O Abaeté também faz parte das memórias dos criadores da Escola de sandboard Rangel Souza e Jorge Vox. Eles começaram a praticar o esporte que consiste em descer dunas de areia com uma prancha parecida com a snowboard, nas areias daqui. “Minha relação com a Lagoa de Deus é de muito tempo, porque meu pai trabalhava no Catussaba e quando minha mãe ia levar o almoço dele, eu ainda criança vinha com ela fazendo esse caminho pelas dunas e depois a gente passava o dia todo aqui. Foi onde eu conheci também o sandboard quando ele estava no auge em Salvador”, recorda Rangel.
A lagoa de Deus ocupava um espaço muito maior e mais funda. “Para atravessar, tinha que nadar. Quando a gente acompanha as coisas, sabe de tudo que está acontecendo. Já vi essa lagoa totalmente seca e ela reviveu. O sentimento é de que ela possa ressurgir a qualquer momento”, acrescenta Rangel. Para Jorge Vox, o maior medo são as construções imobiliárias desenfreadas e a condição climática. “Momentos como esse que estamos vendo hoje, fortalecem a preservação. Isso aqui é um grande oásis”.
A presidente da Fundação Nacional de Artes (Funarte), Maria Marighella, também aproveitou o banho de água doce na Lagoa de Deus durante a programação Seminário Xirês Patrimoniais: “O Abaeté é um desses achados de Salvador que deve ser preservado. Um sítio natural e histórico único e nós temos que proteger esse território. Essa ação aqui hoje é um convite a cidade para conhecer e partilhar. A gente precisa conhecer para proteger”.
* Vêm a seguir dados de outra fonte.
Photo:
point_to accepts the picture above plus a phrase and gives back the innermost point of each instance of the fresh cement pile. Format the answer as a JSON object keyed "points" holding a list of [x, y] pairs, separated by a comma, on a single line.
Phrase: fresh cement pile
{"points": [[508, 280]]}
O processo de Tombamento da Lagoa do Abaeté tem 38 anos de atraso. Ele foi iniciado pelo Instituto do Patrimônio Histórico e Artístico Nacional (IPHAN) em 1985, porém, os autos foram oficialmente dados como perdidos pelo órgão em 2013. Reaberto só em 3 de agosto de 2020, existe uma decisão liminar recente, de abril deste ano, que ordena suspensão imediata de intervenções na área ou no perímetro que compõe a Lagoa do Abaeté e o Parque das Dunas. As informações são do GT de Patrimonialização. Para a curadora dos Xirês Patrimoniais e representante do GT, Clara Domingas, o tombamento provisório precisa acontecer com urgência.
“Ele tem como dificultar o processo de intervenções urbanísticas incoerentes com o ecossistema. Existem soluções técnicas construtivas para preservar a restinga. O tombamento é uma tentativa de preservar essa coisa toda que está desaparecendo. Isso já é um fato. A Lagoa do Abaeté não vai sobreviver se não preservar o seu ecossistema”.